Generalization Performance of Pure Accuracy and its Application in Selective Ensemble Learning

IEEE Trans Pattern Anal Mach Intell. 2023 Feb;45(2):1798-1816. doi: 10.1109/TPAMI.2022.3171436. Epub 2023 Jan 6.

Abstract

The pure accuracy measure is used to eliminate random consistency from the accuracy measure. Biases to both majority and minority classes in the pure accuracy are lower than that in the accuracy measure. In this paper, we demonstrate that compared with the accuracy measure and F-measure, the pure accuracy measure is class distribution insensitive and discriminative for good classifiers. The advantages make the pure accuracy measure suitable for traditional classification. Further, we mainly focus on two points: exploring a tighter generalization bound on pure accuracy based learning paradigm and designing a learning algorithm based on the pure accuracy measure.
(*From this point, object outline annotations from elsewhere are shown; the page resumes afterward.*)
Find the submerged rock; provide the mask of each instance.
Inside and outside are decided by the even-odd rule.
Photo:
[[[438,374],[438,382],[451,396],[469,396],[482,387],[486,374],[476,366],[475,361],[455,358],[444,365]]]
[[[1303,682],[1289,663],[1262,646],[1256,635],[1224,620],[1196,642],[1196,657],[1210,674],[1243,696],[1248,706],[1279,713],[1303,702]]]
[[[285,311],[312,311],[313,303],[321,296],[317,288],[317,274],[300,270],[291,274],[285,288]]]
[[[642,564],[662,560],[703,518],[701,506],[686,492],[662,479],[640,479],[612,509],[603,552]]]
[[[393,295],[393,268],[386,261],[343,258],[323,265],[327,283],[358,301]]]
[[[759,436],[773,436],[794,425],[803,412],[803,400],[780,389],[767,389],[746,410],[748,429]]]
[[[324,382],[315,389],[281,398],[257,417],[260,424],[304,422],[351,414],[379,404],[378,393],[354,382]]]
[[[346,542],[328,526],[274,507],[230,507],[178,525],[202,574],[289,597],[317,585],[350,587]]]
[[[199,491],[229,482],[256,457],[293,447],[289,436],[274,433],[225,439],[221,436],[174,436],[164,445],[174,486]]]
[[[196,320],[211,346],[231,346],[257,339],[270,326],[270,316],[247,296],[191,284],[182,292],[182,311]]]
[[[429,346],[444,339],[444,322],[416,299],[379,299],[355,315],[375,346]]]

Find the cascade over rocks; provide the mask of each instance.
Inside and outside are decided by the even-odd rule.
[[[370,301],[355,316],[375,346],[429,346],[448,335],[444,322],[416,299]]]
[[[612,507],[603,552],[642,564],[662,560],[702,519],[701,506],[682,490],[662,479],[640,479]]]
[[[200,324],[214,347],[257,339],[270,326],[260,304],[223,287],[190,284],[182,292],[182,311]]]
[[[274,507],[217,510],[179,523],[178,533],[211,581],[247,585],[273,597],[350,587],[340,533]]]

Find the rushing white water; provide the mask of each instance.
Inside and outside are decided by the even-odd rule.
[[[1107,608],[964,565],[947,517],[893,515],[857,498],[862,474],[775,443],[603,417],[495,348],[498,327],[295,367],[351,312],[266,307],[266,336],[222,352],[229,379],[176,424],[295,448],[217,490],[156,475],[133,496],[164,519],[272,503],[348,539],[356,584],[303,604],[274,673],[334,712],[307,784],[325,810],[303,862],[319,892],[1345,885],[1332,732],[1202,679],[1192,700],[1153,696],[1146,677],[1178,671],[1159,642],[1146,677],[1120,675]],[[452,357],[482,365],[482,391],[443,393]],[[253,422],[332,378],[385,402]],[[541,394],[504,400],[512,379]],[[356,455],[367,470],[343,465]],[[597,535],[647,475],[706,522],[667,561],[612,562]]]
Particularly, with the self-bounding property, we build an algorithm-independent generalization bound on the pure accuracy measure, which is tighter than the existing bound of an order O(1/√N) (N is the number of instances). The proposed bound is free from making a smoothness or convex assumption on the hypothesis functions. In addition, we design a learning algorithm optimizing the pure accuracy measure and use it in the selective ensemble learning setting. The experiments on sixteen benchmark data sets and four image data sets demonstrate that the proposed method statistically performs better than the other eight representative benchmark algorithms.